Analysis

Poland ready to halt import of Russian gas

Poland is ready to ensure its energy supplies without importing gas from Russia due to the diversification of supplies and increasing LNG imports, Piotr Woźniak, the CEO of Poland’s state gas and oil company PGNiG has said.

Speaking in an interview with Polish daily Dziennik Gazeta Prawna, the PGNiG CEO said that the company had “done its homework” when it comes to diversifying gas imports, noting that PGNiG has signed contracts with US suppliers to buy LNG at a price which is 20-30 per cent lower than the price of gas from Russian energy giant Gazprom.

“From 2022, via the Baltic Pipe, with a planned capacity of 10 billion cubic metres, we will import around 2.5 million cubic metres natural gas from our own extraction on the Norwegian Continental Shelf,” wrote Polandin, quoting Mr Woźniak. “We will buy the rest of the fuel from the Norwegian market,” he added.

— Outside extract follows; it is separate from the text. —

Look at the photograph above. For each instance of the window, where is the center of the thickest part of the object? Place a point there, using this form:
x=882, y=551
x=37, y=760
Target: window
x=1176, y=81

According to Mr Woźniak, new investments in the energy sector, such as the construction of a new gas-steam power unit in Warsaw with an annual capacity of 0.5 billion cubic metres of gas or the Dolna Odra power plant with a projected annual gas usage of one billion cubic metres, will be the drivers of the increase of gas consumption in Poland which he expects to grow by five billion cubic metres in the next few years, from the current annual usage of 18 billion.

On September 4, the Polish government announced that it did not plan to renew the Yamal Contract (the current Russian-Polish gas agreement), which expires in December 2022. If Poland wants to pull out from the deal, the government has to announce that it will do so by the end of 2019.